Another point is more a philosophical one. In the past century, especially physical sciences have used a paradigm, which bases on hypothesis and testing of them. The philosophical background of it is given for example by Popper and replaced the alternative by just looking at large amount of observations, detect patterns and draw conclusions from them. The latter was basically described by Bacon in the 17th century. Both views are still existing and followed, with different weight in different scientific communities. Big Data tends by design to favour the viewpoint of Bacon, which brings risks. Only because we have a large amount of data, it does not mean that we do not need to work clean with the scientific methods, and for many fields working from a hypothesis to a statistical answer by understanding the background behind the system is essential.
After all these critical words, I have to acknowledge, that there are of cause huge chances in the application of Big Data.

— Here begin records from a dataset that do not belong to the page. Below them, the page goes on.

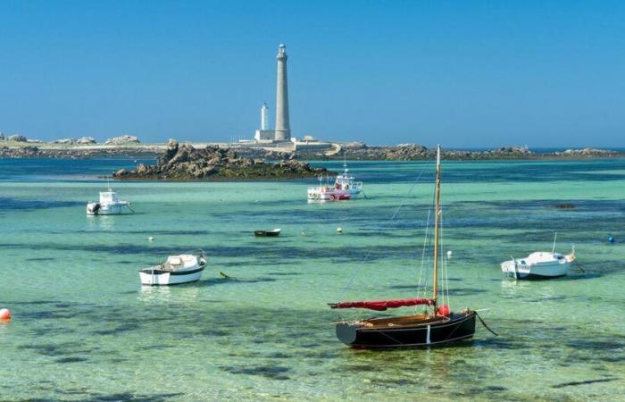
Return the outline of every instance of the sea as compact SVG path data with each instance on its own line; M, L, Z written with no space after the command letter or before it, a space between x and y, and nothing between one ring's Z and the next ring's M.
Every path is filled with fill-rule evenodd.
M625 159L444 161L445 300L497 336L478 322L471 341L388 351L346 347L333 322L413 307L328 303L429 294L431 281L419 285L431 275L431 162L348 161L364 192L329 204L306 202L314 179L103 178L136 163L0 160L0 308L12 313L0 322L0 400L625 395ZM135 213L87 216L107 186ZM279 237L254 236L273 228ZM554 246L575 247L566 277L502 274L511 255ZM208 258L199 282L140 285L140 268L196 249Z

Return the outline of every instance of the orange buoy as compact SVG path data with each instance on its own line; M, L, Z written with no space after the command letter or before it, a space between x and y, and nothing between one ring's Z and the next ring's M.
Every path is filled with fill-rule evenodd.
M11 310L8 308L0 309L0 321L11 321Z
M438 306L438 315L449 315L449 306L441 305Z

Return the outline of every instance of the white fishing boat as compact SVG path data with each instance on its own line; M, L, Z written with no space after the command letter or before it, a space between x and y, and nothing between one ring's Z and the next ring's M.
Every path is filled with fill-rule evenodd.
M345 201L352 197L349 191L330 186L312 186L308 188L309 202Z
M199 255L170 255L164 263L139 271L142 285L178 285L195 282L202 277L206 266L204 251Z
M362 191L362 182L356 181L354 176L347 173L349 169L347 169L347 162L345 160L343 161L343 173L337 176L334 187L335 188L349 192L353 197L356 197Z
M556 234L557 236L557 234ZM547 279L564 276L575 261L575 247L566 255L555 252L555 239L551 252L537 251L525 258L512 257L501 264L501 271L507 276L519 279Z
M117 193L109 187L107 191L100 191L99 202L89 201L87 204L87 214L117 215L121 214L125 208L133 212L130 208L130 203L118 198Z

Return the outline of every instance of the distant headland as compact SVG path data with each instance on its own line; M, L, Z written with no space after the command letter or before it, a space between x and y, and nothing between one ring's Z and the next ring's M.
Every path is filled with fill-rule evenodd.
M195 149L210 147L231 150L239 157L279 160L367 160L367 161L420 161L434 157L434 148L418 144L371 146L363 142L320 142L304 138L304 147L296 143L187 143ZM157 158L168 149L167 143L142 143L136 136L113 137L98 144L90 137L62 138L51 142L29 139L21 135L5 137L0 134L0 158L67 158L143 157ZM533 160L533 159L586 159L625 157L625 152L598 148L566 149L553 152L533 152L527 147L504 147L485 150L446 149L443 156L448 160Z
M324 168L289 159L268 163L262 159L240 157L232 149L217 147L195 148L180 146L171 139L156 164L139 163L134 171L120 169L112 174L117 180L279 180L303 179L328 174Z

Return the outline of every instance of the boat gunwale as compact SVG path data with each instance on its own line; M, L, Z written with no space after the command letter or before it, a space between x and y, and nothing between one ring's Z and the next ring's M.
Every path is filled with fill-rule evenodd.
M457 318L454 318L454 315L456 315ZM461 317L458 317L458 316ZM463 316L462 316L463 315ZM359 320L355 322L347 322L347 321L342 321L338 322L335 322L335 324L347 324L347 325L355 325L356 326L356 331L405 331L405 330L411 330L413 328L421 328L421 327L428 327L432 324L437 324L436 326L438 328L443 328L446 327L452 324L456 324L459 322L462 322L462 321L469 320L471 317L475 315L475 312L472 310L469 310L466 312L461 312L461 313L453 313L450 316L446 315L438 315L438 316L433 316L430 319L427 319L427 321L421 321L421 322L406 322L406 323L398 323L393 326L388 326L388 323L391 322L393 320L407 320L410 319L410 317L425 317L423 314L418 314L418 315L403 315L403 316L398 316L398 317L388 317L388 318L369 318L366 320ZM386 323L378 323L377 325L375 322L371 322L373 320L380 320L380 321L385 321ZM366 322L371 323L371 326L367 326ZM440 324L440 325L438 325Z

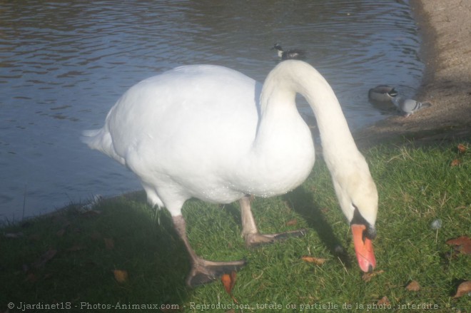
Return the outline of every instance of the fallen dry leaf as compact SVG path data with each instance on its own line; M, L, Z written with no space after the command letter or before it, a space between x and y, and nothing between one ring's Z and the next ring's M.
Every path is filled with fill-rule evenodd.
M236 284L236 278L237 278L237 273L235 271L232 271L232 272L230 274L224 274L221 277L221 281L223 282L223 285L224 286L226 292L227 292L231 296L232 299L234 300L234 302L238 303L236 298L234 298L234 297L232 295L232 289L234 287L234 285Z
M362 278L365 282L369 282L369 281L370 281L371 279L372 279L373 277L374 277L375 276L376 276L376 275L379 275L380 274L383 274L383 273L384 273L384 272L385 272L385 271L383 271L383 270L380 270L379 271L373 271L373 272L371 272L370 273L365 273L365 274L363 274L363 276L362 276L361 278Z
M420 285L416 280L412 280L405 287L405 289L410 292L418 292L420 290Z
M114 248L114 240L112 238L103 238L105 242L105 247L108 250L112 250Z
M286 222L286 226L294 226L297 224L298 224L298 220L296 220L295 218Z
M389 299L388 297L384 296L383 298L380 299L378 302L376 303L378 305L385 305L385 306L388 306L391 304L391 302L389 301Z
M56 253L57 253L57 250L55 250L54 249L49 249L38 260L36 260L36 262L31 263L31 265L34 267L36 267L36 268L41 267L43 265L44 265L48 261L49 261L51 259L54 257Z
M309 263L314 263L316 265L322 265L323 264L325 263L325 261L327 261L327 259L323 259L322 257L310 257L309 255L304 255L301 257L301 260L304 262L308 262Z
M466 148L466 145L463 145L462 143L460 143L458 145L458 152L461 153L465 153L467 150L467 148Z
M29 273L26 276L26 278L24 279L24 282L35 282L38 280L38 277L33 273Z
M458 159L455 159L452 161L451 165L452 166L458 166L460 164L461 164L461 162Z
M70 248L67 249L67 251L74 252L74 251L80 251L83 250L85 250L85 246L81 245L74 245Z
M7 232L6 234L4 234L4 237L5 238L9 238L9 239L17 239L20 238L24 236L23 232Z
M464 255L471 255L471 238L467 236L461 236L457 238L450 239L446 242L447 245L455 246L455 250Z
M118 282L124 282L128 280L128 272L122 270L114 270L113 271L114 278Z
M463 282L458 286L456 290L456 294L454 298L459 298L460 297L471 293L471 280Z

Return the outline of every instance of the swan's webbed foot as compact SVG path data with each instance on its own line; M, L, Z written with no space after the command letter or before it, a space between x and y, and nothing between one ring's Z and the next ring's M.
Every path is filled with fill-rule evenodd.
M194 260L190 274L186 278L186 284L195 287L211 282L224 274L238 271L245 265L245 261L212 262L198 258Z
M260 245L273 243L275 241L285 240L292 237L305 236L305 234L306 230L305 229L270 235L262 235L256 232L255 234L244 235L244 240L247 247L257 247Z

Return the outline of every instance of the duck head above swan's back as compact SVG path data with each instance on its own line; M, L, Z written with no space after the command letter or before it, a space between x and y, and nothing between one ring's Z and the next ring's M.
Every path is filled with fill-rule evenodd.
M177 68L131 87L103 128L84 133L91 148L138 175L151 204L169 210L191 257L189 284L201 281L201 275L206 281L216 274L210 269L214 265L198 257L188 242L181 216L186 200L240 199L247 244L273 241L258 234L246 195L287 193L310 173L314 145L297 111L296 93L315 115L342 210L353 230L360 225L354 230L355 251L368 271L375 264L368 234L374 233L376 188L332 88L306 63L281 62L263 86L221 66Z

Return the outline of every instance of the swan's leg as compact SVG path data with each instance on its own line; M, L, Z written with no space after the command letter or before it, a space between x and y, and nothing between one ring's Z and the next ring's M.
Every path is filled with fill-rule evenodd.
M258 232L257 225L250 209L250 198L245 196L239 200L240 215L242 217L242 235L245 240L245 245L254 247L258 245L271 243L276 240L283 240L290 237L299 237L305 235L305 230L298 230L278 234L262 235Z
M190 255L191 270L186 279L186 284L194 287L200 284L211 282L223 274L229 274L237 271L245 265L245 261L233 262L212 262L198 257L193 250L186 237L186 224L183 217L177 215L172 217L175 229Z

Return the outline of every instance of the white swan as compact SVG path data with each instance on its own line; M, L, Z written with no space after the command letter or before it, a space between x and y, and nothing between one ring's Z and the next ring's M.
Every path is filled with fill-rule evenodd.
M139 177L151 205L169 210L191 257L188 285L211 281L244 262L211 262L195 253L181 215L188 199L238 200L248 245L283 237L258 232L248 195L287 193L311 171L314 145L296 109L296 92L315 114L324 158L352 225L358 263L363 271L371 270L375 266L370 240L378 211L376 187L332 88L306 63L281 62L263 88L224 67L179 67L131 88L111 108L103 128L83 133L90 148Z

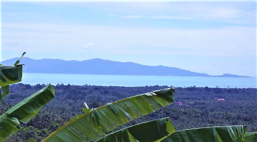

Nevertheless, it requires many safeguards, to do the analysis right. First of all it requires an interdisciplinary approach. You need someone who knows the data very well, and when you as an analyser or statistician is not able to do it, someone has to explain it to you. This of cause requires an interdisciplinary working relationship, which always has its own problems (vocabulary, approach to uncertainty etc.). Furthermore, it requires a very clean working, starting theoretically from the creation of the datasets up to the final analysis. At every step the uncertainties have to be estimated and taken over to the next level.
As a consequence, the data has to be homogeneously quality assured, which requires great databases. Often it is only seen that there is a lot of data available and so you do only have to pay someone who analyses the data and you get cheap results. But this is not the case. Big Data requires Big Databases. And with big I do not mean necessary the size, but well controlled, designed with big effort and constantly maintained. The latter requires long-term funding and this is always a huge problem in science. But without good databases and therefore great data, every analysis will fail in terms of accuracy. It might assure you of great results, but as seen above, this might be just an illusion.
All in all, Big Data is a great chance, when it is done right. Nevertheless, I fear that many underestimate the complexity of the problems occurring and that due to this the high expectations might be disappointed on the long run. Yes, it is definitely worth trying, but in many fields there needs to be done the basic work first, which is standardisation of methods and vocabulary, creation of good databases and the openness to new interpretations of statistics and the resulting uncertainties. With this Big Data can be really the next big thing.